Le subrogé tuteur est appelé au conseil de famille avec voix délibérative.
Si un absent est intéressé, le tribunal doit veiller à ses intérêts et, le cas échéant, lui nommer un curateur, conformément à l'article 1911 du code local ; les dispositions du présent chapitre sont applicables.
Article 257 consolidé en vigueur depuis le jeudi 3 janvier 1991
Les immeubles appartenant à des mineurs ou majeurs en tutelle, soit exclusivement, soit indivisément avec d'autres personnes, peuvent être aliénés en dehors de la procédure de partage judiciaire si les autres parties intéressées y donnent leur consentement.
Article 258 consolidé en vigueur depuis le mardi 3 juin 1924
L'ordonnance de l'approbation et la délibération du conseil de famille doivent indiquer la nature et les mises à prix des immeubles, ainsi que, le cas échéant, les conditions de la vente. L'assentiment des autres intéressés peut être déclaré dans la délibération du conseil de famille, ou dans l'acte dressé en conséquence de cette délibération ou dans un acte spécial notarié ou passé devant le tribunal de tutelle.
Article 259 consolidé en vigueur depuis le mardi 3 juin 1924
L'aliénation peut être faite de gré à gré, si le tribunal de tutelle ou le conseil de famille le jugent avantageux pour le pupille, et si les autres intéressés y donnent leur consentement. L'approbation par le tribunal des tutelles ou le conseil de famille peut être donnée soit avant, soit après la passation de l'acte d'aliénation.
Article 260 consolidé en vigueur depuis le mardi 3 juin 1924
A l'exception du cas prévu par l'article 259, la vente a lieu d'après les prescriptions suivantes, avec application des articles 243, 244, alinéa 1er, 248 à 256.
L'ordonnance du juge de tutelle et la délibération du conseil de famille doivent indiquer le mode de publication de l'adjudication et le nom du notaire ; le consentement des autres intéressés doit être donné dans les formes prévues par l'article 258.
Pour faire l'estimation, le tuteur peut, avec l'assentiment des autres intéressés, présenter au conseil de famille un ou trois experts, dont l'avis est inséré au procès-verbal de la délibération et affirmé sous serment devant le juge cantonal.
La ratification de l'adjudication provisoire (art. 255, al. 1er) a lieu par le juge de tutelle ou par le conseil de famille, au lieu et place du tribunal saisi du partage.
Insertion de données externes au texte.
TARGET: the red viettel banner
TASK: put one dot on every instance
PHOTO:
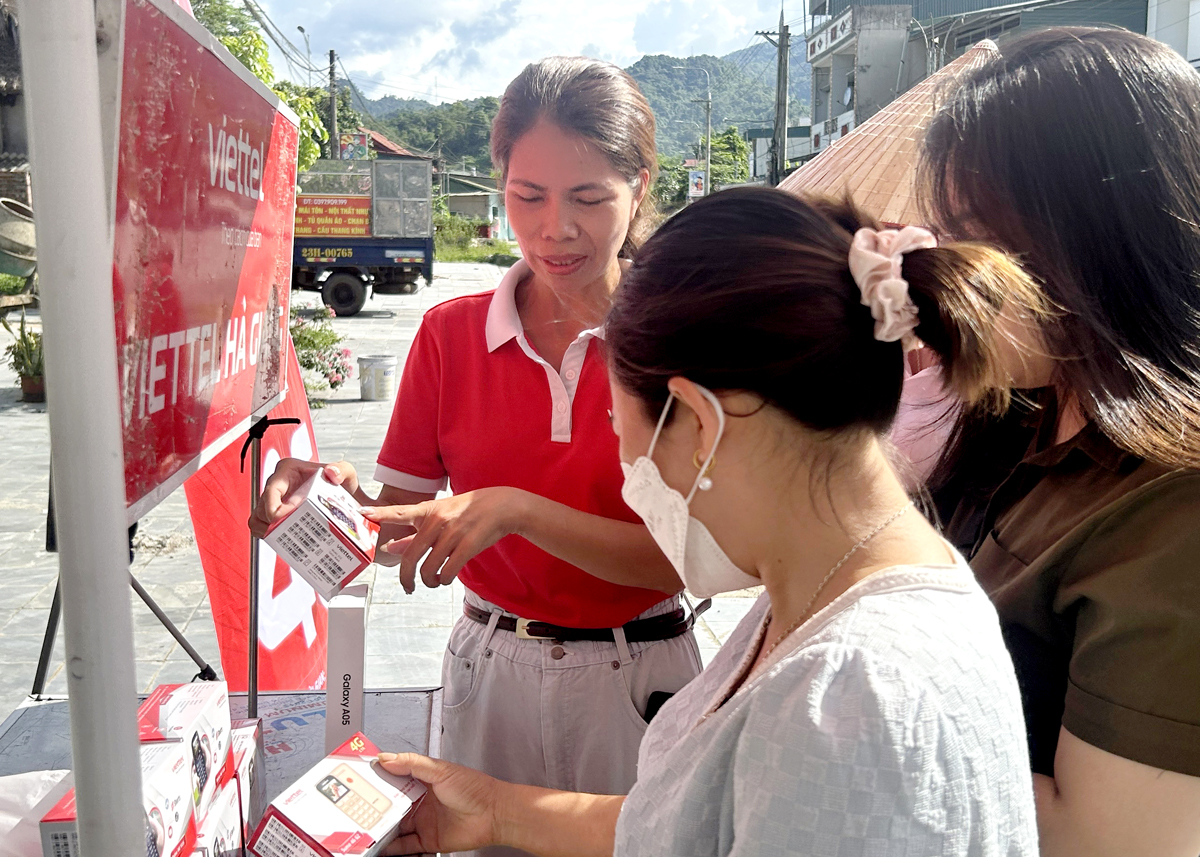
(204, 203)
(292, 621)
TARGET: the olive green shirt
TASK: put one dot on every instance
(1092, 558)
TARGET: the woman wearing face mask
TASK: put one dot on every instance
(1081, 514)
(867, 703)
(568, 628)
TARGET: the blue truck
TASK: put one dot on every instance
(363, 227)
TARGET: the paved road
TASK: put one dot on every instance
(406, 633)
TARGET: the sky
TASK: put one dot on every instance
(451, 49)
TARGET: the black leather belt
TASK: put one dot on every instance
(665, 627)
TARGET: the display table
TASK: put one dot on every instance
(37, 736)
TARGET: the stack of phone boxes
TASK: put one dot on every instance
(346, 804)
(198, 790)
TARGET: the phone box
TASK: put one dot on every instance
(343, 665)
(346, 804)
(325, 539)
(198, 717)
(220, 835)
(247, 773)
(166, 798)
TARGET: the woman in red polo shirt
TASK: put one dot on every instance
(571, 616)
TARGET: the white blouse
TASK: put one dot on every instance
(888, 724)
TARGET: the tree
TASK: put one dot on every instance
(730, 166)
(238, 31)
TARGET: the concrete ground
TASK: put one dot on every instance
(406, 634)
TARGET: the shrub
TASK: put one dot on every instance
(325, 363)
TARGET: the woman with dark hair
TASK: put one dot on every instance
(865, 705)
(573, 628)
(1079, 150)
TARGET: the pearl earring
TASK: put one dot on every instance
(705, 483)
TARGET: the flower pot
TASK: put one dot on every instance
(33, 389)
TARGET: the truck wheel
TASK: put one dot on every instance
(345, 294)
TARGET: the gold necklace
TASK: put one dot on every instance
(804, 613)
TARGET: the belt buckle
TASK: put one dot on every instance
(523, 631)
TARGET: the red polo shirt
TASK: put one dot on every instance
(480, 408)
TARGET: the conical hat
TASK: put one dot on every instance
(876, 162)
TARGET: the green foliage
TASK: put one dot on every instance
(304, 101)
(730, 166)
(11, 285)
(324, 361)
(453, 233)
(235, 29)
(25, 353)
(348, 119)
(463, 129)
(223, 18)
(743, 94)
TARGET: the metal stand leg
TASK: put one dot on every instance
(52, 630)
(207, 672)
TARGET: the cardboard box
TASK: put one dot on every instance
(325, 539)
(198, 717)
(249, 761)
(220, 835)
(343, 665)
(166, 797)
(346, 804)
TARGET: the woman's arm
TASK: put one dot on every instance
(1099, 804)
(466, 809)
(456, 528)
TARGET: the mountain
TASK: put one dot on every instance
(759, 63)
(743, 95)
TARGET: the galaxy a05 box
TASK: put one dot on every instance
(166, 797)
(325, 540)
(346, 804)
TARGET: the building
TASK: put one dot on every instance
(864, 54)
(799, 148)
(479, 197)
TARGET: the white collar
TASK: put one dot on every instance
(504, 321)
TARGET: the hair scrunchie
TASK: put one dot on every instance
(875, 261)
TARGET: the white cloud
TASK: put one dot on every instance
(453, 49)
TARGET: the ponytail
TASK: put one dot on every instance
(966, 295)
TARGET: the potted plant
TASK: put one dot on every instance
(25, 358)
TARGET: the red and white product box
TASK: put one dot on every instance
(166, 798)
(346, 804)
(198, 717)
(221, 832)
(325, 539)
(247, 773)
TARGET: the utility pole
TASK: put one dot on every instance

Article 262 consolidé du mardi 3 juin 1924 au mercredi 1 janvier 2020
L'aliénation d'immeubles appartenant exclusivement à des mineurs ou majeurs en tutelle étrangers, ou faisant partie d'une masse située à l'étranger, se fait en observant les prescriptions édictées par la loi étrangère et en se conformant par analogie aux dispositions qui précèdent. Les ordonnances qui sont nécessaires pour arriver à la vente sont prises par le tribunal d'instance de la situation de l'immeuble.
Si les enchères restent au-dessous de la mise à prix, les immeubles ne sont pas à adjuger.
Si les immeubles appartiennent, par indivis, à des français et à des mineurs ou majeurs en tutelle étrangers, l'aliénation ne peut avoir lieu que d'après les formes prescrites pour les partages judiciaires.
Article 262 consolidé en vigueur depuis le mercredi 1 janvier 2020
L'aliénation d'immeubles appartenant exclusivement à des mineurs ou majeurs en tutelle étrangers, ou faisant partie d'une masse située à l'étranger, se fait en observant les prescriptions édictées par la loi étrangère et en se conformant par analogie aux dispositions qui précèdent. Les ordonnances qui sont nécessaires pour arriver à la vente sont prises par le tribunal judiciaire de la situation de l'immeuble.
Si les enchères restent au-dessous de la mise à prix, les immeubles ne sont pas à adjuger.
Si les immeubles appartiennent, par indivis, à des français et à des mineurs ou majeurs en tutelle étrangers, l'aliénation ne peut avoir lieu que d'après les formes prescrites pour les partages judiciaires.